Galla: okrągły stół wystarczy
Komisja - zdaniem posłanki Arciszewskiej-Mielewczyk - miałaby doprowadzić do uznania Polaków mieszkających w Niemczech za mniejszość narodową. Dziś Polacy nie mają tam takiego statusu jak mieszkający w naszym kraju Niemcy.
- Taka komisja nie jest potrzebna, wiele zadań w relacjach polsko-niemieckich, także tych dotyczących problemów Polaków w Niemczech, zostało już zrealizowanych przez tzw. okrągły stół - przekonuje poseł Mniejszości Niemieckiej Ryszard Galla.
Ten okrągły stół - przypomnijmy - tworzą przedstawiciele polskiego i niemieckiego rządu a także przedstawiciele polskiej społeczności w Niemczech i niemieckiej w Polsce.
- Jeśli chodzi o Polaków w Niemczech, zawsze był problem finansów, finansowania projektów kulturalnych, nauki języka polskiego, pełnomocników w poszczególnych landach, biura dla Polaków w Berlinie, ale te zadania zostały zrealizowane. W landach funkcjonują pełnomocnicy ds. Polaków, zintensyfikowano też działania na rzecz nauki języka polskiego - przekonuje poseł Galla.
Poseł przypomina także, że w Sejmie funkcjonuje Komisja Łączności z Polakami, która - jego zdaniem - także mogłaby się w większym stopniu zaangażować w sprawy Polaków mieszkających w Niemczech.

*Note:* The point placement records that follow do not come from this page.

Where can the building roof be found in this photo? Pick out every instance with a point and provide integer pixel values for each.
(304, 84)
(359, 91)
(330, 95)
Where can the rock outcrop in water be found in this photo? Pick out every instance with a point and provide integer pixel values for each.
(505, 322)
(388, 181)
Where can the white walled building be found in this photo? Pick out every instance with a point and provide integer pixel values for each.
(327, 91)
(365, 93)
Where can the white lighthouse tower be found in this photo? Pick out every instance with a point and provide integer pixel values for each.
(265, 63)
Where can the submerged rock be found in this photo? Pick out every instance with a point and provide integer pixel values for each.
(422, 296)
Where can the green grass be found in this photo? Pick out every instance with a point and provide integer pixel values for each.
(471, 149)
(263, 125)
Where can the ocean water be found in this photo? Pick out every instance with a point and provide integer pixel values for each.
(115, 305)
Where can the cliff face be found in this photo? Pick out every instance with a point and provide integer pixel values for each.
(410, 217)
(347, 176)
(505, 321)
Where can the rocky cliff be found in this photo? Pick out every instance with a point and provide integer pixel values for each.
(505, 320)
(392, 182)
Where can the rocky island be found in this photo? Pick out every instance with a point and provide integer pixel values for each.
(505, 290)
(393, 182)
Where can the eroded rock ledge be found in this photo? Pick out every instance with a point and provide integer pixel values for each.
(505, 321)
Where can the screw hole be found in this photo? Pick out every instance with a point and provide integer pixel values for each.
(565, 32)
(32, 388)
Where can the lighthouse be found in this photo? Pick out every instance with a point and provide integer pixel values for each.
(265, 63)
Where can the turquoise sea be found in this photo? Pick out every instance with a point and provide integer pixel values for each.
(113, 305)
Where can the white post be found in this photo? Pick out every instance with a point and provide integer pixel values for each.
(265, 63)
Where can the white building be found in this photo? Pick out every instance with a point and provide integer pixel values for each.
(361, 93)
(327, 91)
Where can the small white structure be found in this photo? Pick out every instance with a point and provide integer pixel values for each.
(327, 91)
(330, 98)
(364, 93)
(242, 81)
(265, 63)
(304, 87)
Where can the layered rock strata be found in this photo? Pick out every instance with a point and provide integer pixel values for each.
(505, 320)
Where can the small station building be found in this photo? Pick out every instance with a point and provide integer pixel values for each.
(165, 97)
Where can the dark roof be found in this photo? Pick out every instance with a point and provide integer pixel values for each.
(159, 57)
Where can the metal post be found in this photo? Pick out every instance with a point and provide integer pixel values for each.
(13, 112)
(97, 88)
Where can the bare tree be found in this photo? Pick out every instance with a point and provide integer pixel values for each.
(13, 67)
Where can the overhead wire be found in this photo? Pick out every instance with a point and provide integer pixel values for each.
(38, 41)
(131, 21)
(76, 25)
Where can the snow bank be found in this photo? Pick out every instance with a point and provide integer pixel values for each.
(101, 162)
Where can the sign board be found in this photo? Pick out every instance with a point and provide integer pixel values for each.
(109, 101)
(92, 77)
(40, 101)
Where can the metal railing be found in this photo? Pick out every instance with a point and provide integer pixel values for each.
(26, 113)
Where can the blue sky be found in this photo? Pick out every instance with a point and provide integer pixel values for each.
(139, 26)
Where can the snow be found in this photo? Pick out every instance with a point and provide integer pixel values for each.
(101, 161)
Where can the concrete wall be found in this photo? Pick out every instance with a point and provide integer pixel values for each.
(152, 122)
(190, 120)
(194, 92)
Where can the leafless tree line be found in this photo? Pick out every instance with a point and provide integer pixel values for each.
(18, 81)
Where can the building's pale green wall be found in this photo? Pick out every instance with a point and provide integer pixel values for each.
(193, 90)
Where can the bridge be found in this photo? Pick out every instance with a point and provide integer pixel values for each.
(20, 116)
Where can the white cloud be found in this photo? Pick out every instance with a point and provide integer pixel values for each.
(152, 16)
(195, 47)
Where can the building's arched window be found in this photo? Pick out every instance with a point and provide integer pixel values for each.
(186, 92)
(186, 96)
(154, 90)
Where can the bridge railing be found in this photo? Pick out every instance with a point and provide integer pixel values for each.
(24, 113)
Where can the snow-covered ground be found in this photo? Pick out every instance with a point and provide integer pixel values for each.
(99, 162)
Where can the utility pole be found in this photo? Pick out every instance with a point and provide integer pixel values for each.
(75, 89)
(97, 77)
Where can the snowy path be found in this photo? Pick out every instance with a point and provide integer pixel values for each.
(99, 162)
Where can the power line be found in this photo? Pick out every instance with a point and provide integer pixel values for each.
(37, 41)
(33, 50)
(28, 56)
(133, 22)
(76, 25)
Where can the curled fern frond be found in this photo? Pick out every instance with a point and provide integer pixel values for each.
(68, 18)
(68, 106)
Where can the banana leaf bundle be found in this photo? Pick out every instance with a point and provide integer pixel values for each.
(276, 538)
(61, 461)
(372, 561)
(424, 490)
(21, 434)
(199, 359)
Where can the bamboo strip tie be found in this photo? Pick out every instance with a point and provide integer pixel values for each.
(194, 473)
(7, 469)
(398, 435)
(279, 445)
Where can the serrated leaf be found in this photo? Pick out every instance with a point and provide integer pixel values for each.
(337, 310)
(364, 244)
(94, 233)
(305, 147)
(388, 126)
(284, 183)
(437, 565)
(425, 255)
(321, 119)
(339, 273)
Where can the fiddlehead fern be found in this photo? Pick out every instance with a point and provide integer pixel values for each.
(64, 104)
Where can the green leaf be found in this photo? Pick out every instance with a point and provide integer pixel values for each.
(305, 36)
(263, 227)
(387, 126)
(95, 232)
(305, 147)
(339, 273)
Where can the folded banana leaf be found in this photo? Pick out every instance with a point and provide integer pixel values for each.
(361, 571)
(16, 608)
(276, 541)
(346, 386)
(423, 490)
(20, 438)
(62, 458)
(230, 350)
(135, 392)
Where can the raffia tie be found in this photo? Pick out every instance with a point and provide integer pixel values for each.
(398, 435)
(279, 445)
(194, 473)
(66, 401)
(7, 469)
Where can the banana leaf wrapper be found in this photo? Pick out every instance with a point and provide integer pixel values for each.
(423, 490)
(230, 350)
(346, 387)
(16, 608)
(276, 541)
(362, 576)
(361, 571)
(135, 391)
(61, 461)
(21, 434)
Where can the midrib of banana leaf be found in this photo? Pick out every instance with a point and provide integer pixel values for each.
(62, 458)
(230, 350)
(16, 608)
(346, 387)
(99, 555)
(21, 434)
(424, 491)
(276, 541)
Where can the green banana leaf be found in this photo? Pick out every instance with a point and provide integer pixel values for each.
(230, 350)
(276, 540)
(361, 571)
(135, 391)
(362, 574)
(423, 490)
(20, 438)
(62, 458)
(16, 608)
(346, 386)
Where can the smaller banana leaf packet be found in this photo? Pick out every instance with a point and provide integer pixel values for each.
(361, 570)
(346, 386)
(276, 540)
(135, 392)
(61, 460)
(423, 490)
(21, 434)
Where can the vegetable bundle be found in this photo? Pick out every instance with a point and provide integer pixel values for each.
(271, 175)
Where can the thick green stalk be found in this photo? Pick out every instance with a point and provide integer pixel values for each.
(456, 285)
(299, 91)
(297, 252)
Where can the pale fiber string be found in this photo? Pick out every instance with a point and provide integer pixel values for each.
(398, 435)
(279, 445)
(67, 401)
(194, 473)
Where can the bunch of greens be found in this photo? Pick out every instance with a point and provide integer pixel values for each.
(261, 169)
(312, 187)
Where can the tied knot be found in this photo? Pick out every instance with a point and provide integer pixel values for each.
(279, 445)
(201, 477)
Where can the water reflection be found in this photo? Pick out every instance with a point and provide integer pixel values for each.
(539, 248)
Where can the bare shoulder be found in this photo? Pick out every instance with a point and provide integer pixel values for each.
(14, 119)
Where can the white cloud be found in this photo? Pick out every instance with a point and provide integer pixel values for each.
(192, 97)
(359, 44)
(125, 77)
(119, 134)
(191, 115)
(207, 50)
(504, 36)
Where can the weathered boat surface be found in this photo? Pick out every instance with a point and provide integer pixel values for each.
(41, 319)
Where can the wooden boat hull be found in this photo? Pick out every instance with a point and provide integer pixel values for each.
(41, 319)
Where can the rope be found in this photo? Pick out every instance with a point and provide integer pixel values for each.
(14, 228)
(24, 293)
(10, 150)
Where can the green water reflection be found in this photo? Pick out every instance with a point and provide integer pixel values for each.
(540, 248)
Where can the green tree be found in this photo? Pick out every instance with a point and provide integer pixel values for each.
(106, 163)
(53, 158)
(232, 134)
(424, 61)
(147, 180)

Przypomnijmy, że rząd niemiecki nie uznaje istnienia polskiej mniejszości. Według aktualnych niemieckich przepisów uznawane są tylko cztery mniejszości: duńska, romska, fryzyjska i serbołużycka. Ostatnio "wielka koalicja" CDU/CSU-SPD zapowiedziała wzmożenie opieki nad tymi mniejszościami, co sprowokowało polityków PiS do przypomnienia problemów, z jakimi borykają się żyjący w Niemczech Polacy.